What’s in Store for AAHS Track and Field?


AAHS athletes Sam Hutton and Peter Braza battle in the 100 meter dash at a 2019 Cheyenne Mountain High School track meet.

As hundreds of anxious athletes roam around the first track meet of the high school season, nervously preparing to run, jump, and throw their way onto the state podium in May, spectators can see the months of preparation and dedication. Air Academy High School Track and Field is no exception to displaying these virtues.

Every new season brings new expectations for an athletic team, especially for an individually-based sport, such as Track and Field. These expectations range from running a half-second faster in the one hundred meter dash to bringing home the state championship trophy in May.

With nearly 150 AAHS students crowding onto the track on the first day of tryouts, it’s safe to say that expectations for the upcoming season were significantly heightened.

The athletes are starting to gain experience with their preferred event(s) through advice from coaches Chuck Schwartz, Kim Whitaker, Clint Whitaker, Lee Routsong, Barry Clark, and new coach Rob Berry.

Throughout the first week of every new season, Air Academy Track and Field coaches put new and returning athletes alike to the test, evaluating off-season conditioning, individual event prowess, and continually making suggestions and changes in every athlete’s running, jumping, or throwing form. Athletes are divided into two main groups, Varsity and Junior Varsity (JV), in an effort to develop younger athletes before matching up against some of the best athletes in the country on the Varsity lineup.

Returning sophomore Track and Field athlete Peter Braza commented, “I’m expecting our Varsity relay teams in particular to be fast and for everyone on the team to improve over the season.”

Coach Lee Routsong added, “If our athletes train hard and are dedicated, we will have a great year. Maybe a few school records will be broken.”

The first Varsity meet for AAHS Track and Field took place on Saturday, March 14 at Gary Berry Stadium. At this meet, the team showed much of the promise that was beginning to peek through during the first week of practices only two weeks earlier.

PPAC (Pikes Peak Athletic Conference) is the grouping of schools that all Air Academy sports face throughout every sports season. The winner of the PPAC championship for Track and Field is determined every year after the league championship meet in mid-April every season.

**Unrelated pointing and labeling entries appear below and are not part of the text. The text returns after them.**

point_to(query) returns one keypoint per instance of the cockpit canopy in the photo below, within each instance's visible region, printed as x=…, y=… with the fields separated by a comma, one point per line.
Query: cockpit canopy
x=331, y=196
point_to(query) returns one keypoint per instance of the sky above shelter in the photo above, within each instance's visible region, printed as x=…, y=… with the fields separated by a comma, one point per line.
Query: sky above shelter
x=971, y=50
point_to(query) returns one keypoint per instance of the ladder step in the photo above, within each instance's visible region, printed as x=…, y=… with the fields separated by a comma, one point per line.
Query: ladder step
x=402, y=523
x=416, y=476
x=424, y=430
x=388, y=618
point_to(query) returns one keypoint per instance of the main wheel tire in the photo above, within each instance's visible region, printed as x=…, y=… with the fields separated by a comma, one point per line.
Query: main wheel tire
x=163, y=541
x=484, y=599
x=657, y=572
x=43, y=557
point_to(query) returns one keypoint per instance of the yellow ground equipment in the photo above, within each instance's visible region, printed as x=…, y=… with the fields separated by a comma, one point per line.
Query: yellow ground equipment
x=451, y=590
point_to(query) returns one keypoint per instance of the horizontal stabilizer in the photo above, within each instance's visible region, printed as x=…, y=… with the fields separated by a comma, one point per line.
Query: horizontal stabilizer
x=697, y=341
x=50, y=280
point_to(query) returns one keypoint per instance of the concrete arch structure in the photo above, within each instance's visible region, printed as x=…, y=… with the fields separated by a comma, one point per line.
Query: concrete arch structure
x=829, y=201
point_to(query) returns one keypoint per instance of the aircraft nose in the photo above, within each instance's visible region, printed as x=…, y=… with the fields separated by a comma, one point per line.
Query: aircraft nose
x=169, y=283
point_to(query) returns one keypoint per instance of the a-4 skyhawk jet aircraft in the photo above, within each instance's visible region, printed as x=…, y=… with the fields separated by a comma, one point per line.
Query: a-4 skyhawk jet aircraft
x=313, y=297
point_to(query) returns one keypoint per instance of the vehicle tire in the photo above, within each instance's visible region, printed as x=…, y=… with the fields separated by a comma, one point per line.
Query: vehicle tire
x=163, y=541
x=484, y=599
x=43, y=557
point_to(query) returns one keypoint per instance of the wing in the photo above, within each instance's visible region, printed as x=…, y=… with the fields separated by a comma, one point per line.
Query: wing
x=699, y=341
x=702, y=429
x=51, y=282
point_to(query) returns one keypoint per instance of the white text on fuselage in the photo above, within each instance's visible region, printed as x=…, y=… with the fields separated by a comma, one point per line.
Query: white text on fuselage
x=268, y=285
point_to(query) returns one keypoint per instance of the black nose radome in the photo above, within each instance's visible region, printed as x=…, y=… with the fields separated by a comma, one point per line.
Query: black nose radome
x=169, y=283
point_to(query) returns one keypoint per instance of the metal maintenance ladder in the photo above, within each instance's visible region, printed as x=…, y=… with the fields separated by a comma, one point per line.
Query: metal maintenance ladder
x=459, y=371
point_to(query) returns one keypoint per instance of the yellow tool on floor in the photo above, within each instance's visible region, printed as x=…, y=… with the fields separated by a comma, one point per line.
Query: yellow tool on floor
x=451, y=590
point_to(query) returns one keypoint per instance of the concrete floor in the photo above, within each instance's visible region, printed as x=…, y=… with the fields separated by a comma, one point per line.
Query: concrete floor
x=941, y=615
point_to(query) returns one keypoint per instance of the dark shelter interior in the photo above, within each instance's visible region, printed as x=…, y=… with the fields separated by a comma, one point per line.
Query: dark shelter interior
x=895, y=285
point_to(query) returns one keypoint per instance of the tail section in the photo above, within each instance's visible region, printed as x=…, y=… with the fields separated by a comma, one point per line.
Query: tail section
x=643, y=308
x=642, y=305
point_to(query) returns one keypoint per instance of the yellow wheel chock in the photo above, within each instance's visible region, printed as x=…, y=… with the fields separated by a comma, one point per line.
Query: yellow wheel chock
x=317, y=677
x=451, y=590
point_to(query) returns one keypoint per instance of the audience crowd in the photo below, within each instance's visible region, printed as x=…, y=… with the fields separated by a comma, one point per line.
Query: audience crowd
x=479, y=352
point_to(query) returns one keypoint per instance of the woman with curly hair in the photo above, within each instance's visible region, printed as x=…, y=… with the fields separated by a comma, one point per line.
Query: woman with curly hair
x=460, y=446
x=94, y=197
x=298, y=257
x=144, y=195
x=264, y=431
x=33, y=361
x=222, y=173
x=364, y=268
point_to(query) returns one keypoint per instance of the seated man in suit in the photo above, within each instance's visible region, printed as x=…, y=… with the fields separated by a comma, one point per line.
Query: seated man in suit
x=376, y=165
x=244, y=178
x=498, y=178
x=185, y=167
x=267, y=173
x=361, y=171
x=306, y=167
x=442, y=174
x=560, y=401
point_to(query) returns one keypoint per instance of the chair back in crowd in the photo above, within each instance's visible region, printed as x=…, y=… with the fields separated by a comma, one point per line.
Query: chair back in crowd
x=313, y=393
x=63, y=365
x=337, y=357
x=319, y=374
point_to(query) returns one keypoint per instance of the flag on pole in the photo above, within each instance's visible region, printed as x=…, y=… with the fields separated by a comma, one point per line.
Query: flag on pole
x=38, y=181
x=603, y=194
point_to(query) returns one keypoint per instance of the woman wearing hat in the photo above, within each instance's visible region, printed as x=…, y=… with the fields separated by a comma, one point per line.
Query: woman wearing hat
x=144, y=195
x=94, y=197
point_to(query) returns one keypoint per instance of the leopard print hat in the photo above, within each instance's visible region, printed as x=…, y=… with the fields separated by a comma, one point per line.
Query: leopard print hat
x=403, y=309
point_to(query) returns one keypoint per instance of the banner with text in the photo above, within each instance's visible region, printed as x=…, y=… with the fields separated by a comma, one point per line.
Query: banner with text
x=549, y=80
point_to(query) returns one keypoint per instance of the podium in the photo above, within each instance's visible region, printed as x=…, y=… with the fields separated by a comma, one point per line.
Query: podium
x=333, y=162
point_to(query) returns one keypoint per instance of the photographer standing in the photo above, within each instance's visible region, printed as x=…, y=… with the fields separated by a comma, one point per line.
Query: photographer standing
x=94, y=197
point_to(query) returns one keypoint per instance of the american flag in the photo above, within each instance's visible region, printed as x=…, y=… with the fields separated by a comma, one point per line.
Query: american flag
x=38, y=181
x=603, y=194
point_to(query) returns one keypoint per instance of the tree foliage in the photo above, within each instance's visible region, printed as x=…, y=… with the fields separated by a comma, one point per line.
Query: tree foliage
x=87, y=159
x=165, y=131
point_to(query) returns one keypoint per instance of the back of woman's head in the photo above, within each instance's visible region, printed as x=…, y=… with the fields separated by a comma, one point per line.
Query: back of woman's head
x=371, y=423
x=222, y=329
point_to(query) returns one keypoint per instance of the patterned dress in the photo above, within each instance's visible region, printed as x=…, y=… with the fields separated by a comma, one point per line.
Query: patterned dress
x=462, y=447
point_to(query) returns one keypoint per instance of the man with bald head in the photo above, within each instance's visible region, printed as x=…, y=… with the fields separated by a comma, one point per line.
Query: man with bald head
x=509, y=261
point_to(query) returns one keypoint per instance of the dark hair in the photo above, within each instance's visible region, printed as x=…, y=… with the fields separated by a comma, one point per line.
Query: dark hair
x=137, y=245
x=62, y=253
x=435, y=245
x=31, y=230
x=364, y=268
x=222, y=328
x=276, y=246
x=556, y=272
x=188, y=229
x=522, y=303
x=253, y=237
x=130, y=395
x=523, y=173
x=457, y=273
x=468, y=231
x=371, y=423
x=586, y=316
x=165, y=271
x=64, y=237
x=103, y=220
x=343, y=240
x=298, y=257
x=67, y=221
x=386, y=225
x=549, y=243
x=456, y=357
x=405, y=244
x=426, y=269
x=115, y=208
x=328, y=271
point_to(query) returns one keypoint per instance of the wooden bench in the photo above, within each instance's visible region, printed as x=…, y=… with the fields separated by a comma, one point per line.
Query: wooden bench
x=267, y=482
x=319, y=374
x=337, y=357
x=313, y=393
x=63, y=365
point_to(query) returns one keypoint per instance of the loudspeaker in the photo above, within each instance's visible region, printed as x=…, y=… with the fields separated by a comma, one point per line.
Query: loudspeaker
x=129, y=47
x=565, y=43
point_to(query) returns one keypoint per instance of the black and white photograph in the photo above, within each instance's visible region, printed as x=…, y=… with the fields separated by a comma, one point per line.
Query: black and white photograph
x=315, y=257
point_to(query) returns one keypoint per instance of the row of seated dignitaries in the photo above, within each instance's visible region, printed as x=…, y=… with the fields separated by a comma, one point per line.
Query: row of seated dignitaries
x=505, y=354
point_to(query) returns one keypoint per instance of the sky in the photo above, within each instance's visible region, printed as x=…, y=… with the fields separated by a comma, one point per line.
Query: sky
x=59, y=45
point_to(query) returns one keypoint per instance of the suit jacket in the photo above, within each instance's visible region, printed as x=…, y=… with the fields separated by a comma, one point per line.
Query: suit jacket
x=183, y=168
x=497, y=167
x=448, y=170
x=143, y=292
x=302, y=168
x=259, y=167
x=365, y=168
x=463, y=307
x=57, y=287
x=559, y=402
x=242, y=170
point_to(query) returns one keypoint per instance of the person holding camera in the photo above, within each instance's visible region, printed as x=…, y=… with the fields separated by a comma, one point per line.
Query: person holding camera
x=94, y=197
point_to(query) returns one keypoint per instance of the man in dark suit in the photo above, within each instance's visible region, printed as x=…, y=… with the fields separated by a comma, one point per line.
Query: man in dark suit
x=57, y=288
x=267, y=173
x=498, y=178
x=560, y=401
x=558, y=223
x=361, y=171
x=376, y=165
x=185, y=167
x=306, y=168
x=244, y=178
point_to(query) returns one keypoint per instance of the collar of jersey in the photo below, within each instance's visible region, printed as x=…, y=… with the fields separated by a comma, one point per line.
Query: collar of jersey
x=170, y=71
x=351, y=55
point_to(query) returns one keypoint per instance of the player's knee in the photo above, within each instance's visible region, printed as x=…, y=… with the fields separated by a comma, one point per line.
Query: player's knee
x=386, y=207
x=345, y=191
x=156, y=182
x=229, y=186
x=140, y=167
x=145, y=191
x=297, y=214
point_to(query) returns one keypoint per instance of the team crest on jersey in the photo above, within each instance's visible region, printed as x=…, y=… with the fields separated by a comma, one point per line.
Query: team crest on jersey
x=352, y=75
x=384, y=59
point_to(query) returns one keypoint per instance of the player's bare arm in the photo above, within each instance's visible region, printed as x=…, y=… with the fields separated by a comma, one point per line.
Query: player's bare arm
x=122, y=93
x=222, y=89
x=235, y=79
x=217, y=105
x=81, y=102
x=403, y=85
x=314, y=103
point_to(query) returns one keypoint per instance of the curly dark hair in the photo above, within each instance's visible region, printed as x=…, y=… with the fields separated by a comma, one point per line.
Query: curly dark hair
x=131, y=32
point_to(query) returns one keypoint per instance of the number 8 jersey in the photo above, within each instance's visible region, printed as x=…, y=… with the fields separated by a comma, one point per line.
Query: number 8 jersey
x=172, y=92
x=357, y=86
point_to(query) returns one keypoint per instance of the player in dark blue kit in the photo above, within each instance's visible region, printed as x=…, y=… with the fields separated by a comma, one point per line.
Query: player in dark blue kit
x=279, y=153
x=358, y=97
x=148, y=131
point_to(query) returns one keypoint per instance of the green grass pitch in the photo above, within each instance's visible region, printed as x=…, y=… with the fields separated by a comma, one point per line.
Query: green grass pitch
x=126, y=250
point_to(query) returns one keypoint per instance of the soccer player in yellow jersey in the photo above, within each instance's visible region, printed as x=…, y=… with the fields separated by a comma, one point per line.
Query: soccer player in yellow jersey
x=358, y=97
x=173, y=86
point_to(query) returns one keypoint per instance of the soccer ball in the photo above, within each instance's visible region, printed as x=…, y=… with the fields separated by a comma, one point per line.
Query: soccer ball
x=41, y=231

Facing off against Cheyenne Mountain, Discovery Canyon, Falcon, Lewis Palmer, Palmer Ridge, Sand Creek, and Vista Ridge, our Air Academy Track and Field athletes are always in for a tough battle for athletic supremacy.

2019’s PPAC championship was held in CSU-Pueblo’s Neta and Eddie DeRose Thunderbowl in Pueblo, Colorado and our AAHS athletes fought hard, with the boys and girls teams both placing within the top half of the points standings.

Although it is certainly important for every athlete to stay focused on one meet at a time, most athletes and coaches alike can’t help but look forward to the biggest meets of the season.

Although the 2020 Track and Field season has been postponed until April 6, Track and Field athletes are still encouraged to stay in shape during this off-period.